Getting Out of a "Sticky" Situation

From Trash to Treasure

Junk material construction is nothing new in the early childhood classroom. In fact, many early childhood educators joke about how we are known for collecting "trash" in our classrooms! Today, we've fancied up and formalized this type of learning and many are now realizing that this type of construction lays a great foundation for design thinking. Although parents may not necessarily jump for joy when their child brings home a giant creation make up of egg cartons and plastic bottles, there is still so much value in the process that children need to go through to create that finished product. Whether it be choosing what materials to use, to problem-solving how to attach these materials together, the trial and error builds perseverance and critical thinking.

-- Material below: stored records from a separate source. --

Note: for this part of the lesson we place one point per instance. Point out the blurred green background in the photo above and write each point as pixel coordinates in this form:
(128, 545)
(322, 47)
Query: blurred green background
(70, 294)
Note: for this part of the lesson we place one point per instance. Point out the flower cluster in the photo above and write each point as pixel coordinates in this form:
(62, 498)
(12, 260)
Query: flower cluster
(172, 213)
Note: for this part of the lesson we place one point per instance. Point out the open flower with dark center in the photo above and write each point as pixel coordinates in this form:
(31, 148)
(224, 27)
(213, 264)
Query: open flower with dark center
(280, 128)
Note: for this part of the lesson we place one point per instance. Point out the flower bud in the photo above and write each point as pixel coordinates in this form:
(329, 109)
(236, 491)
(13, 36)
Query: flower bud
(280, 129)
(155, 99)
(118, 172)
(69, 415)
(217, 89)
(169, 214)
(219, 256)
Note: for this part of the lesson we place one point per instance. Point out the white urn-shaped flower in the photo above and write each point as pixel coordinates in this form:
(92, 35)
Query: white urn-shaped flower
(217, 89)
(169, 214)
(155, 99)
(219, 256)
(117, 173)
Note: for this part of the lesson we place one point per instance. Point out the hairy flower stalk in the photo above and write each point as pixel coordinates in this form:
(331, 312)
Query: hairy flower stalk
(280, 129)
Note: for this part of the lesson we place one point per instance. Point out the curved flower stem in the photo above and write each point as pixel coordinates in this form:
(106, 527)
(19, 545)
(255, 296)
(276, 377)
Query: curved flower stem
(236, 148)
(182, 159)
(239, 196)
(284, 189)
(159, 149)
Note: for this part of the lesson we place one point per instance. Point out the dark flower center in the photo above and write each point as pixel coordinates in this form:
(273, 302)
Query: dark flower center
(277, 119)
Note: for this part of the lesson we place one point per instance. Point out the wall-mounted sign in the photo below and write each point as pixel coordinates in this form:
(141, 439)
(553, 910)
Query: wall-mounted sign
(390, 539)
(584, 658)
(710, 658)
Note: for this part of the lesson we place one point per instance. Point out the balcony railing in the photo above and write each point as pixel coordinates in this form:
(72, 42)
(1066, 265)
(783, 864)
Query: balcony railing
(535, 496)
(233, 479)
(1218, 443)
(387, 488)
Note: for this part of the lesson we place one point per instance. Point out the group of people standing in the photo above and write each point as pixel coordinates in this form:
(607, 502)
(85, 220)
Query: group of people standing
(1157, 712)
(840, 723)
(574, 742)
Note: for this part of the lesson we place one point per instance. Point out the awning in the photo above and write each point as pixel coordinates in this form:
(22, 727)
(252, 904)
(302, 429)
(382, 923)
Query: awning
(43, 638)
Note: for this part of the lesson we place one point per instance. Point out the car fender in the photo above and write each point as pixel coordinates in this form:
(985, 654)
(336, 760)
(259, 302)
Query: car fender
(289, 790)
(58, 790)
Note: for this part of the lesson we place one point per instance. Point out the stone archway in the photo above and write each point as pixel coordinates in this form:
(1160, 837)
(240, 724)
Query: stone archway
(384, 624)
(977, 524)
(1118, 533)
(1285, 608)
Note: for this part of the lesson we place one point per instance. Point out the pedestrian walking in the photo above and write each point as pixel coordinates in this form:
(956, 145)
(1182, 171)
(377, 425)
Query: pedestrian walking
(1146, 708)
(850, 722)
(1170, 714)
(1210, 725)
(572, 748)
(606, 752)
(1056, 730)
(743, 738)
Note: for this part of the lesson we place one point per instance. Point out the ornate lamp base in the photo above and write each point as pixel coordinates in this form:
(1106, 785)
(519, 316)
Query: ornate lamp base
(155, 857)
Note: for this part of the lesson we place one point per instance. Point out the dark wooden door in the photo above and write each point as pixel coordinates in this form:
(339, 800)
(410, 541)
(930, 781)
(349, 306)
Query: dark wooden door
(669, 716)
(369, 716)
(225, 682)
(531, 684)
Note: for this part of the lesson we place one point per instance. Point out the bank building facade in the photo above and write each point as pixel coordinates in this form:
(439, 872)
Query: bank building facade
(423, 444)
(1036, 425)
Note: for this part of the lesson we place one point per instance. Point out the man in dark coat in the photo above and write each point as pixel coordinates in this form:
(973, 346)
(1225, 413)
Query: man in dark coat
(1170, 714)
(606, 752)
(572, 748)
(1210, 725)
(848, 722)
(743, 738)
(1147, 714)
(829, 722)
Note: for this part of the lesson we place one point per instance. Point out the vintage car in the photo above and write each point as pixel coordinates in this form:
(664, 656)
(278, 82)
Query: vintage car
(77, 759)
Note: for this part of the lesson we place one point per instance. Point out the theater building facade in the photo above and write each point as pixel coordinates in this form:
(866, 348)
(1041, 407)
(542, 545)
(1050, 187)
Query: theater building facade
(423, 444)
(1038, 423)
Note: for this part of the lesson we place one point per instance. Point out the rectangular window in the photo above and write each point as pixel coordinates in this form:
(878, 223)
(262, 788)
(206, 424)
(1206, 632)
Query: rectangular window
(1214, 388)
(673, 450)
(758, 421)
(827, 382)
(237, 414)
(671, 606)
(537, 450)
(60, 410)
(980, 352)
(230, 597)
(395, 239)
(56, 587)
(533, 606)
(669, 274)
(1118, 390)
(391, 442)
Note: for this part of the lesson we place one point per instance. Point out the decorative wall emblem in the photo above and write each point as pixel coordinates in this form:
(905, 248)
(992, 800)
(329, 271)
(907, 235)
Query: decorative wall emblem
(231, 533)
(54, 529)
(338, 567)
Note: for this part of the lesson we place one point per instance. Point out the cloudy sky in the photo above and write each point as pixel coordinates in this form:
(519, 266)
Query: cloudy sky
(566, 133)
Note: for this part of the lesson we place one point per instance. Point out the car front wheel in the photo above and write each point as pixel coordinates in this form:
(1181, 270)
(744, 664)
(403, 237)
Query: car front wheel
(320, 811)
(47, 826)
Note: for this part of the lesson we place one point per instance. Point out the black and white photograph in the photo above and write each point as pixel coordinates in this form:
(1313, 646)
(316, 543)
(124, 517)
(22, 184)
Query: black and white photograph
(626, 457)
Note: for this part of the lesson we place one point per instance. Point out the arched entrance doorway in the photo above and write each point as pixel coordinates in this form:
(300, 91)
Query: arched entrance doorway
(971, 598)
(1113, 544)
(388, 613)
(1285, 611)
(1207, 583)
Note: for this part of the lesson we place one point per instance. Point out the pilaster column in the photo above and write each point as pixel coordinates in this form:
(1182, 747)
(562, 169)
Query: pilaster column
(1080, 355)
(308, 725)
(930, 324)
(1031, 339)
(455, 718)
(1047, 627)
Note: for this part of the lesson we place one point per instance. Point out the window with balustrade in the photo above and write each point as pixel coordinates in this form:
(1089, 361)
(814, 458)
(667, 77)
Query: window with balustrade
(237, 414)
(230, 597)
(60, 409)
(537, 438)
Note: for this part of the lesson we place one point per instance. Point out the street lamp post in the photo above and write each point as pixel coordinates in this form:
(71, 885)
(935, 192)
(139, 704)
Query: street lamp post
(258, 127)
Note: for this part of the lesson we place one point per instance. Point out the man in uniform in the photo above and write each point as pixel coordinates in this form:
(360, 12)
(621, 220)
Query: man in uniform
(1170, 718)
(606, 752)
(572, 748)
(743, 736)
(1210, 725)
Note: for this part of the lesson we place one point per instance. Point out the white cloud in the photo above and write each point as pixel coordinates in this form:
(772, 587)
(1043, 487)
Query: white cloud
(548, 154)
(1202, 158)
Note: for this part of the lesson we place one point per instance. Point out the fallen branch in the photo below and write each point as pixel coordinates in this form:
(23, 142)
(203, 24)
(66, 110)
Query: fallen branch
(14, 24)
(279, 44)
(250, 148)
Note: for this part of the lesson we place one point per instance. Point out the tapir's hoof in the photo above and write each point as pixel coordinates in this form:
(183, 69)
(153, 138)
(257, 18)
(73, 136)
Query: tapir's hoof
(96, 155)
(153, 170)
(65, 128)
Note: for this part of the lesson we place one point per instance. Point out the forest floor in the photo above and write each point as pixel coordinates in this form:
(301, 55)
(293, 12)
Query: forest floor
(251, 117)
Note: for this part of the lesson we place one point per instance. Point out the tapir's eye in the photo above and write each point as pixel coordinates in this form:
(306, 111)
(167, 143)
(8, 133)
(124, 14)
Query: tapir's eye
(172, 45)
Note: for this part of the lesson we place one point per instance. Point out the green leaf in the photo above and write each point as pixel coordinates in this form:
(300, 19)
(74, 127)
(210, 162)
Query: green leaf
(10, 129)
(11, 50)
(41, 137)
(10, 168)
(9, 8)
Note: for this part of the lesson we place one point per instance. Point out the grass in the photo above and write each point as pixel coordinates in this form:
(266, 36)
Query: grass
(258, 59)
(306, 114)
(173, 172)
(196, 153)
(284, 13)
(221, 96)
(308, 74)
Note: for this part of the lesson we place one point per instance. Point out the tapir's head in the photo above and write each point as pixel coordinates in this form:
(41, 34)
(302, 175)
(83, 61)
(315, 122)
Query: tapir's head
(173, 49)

Getting Out of a "Sticky" Situation

After years of watching students build, fail, and re-think their creative structures, I noticed a pattern that they almost always relied upon: TAPE was the be-all and end-all of attaching things together! Don't get me wrong, tape works just fine for many types of materials and it is one of those tools that we can be comfortable allowing our students to use independently without any risk. But what is learning without risk??? When I see my students are stuck in a bubble, I usually view it as a sign that I should be teaching something that's missing! In this case, my students really had no idea what other possibilities they had for attaching things together, especially when they were using cardboard.

The NO TAPE Challenge!

This led me to create a challenge for my kindergarten students, forcing them to consider other possibilities for constructing. I decided to limit the challenge to just cardboard because it would allow my students to familiarize themselves with this particular material and its properties. I also chose it because well let's face it, it's probably one of the most popular materials in junk modeling! I myself wasn't totally sure what all the possibilities were with cardboard so I turned to the trusted companion of many educators, Pinterest. What I found were some amazing anchor charts showing different types of cardboard attachments, I recreated one of these for my classroom:

I had also recently purchased a classroom set from MakeDo and wanted to include these into the possible tools for students to try.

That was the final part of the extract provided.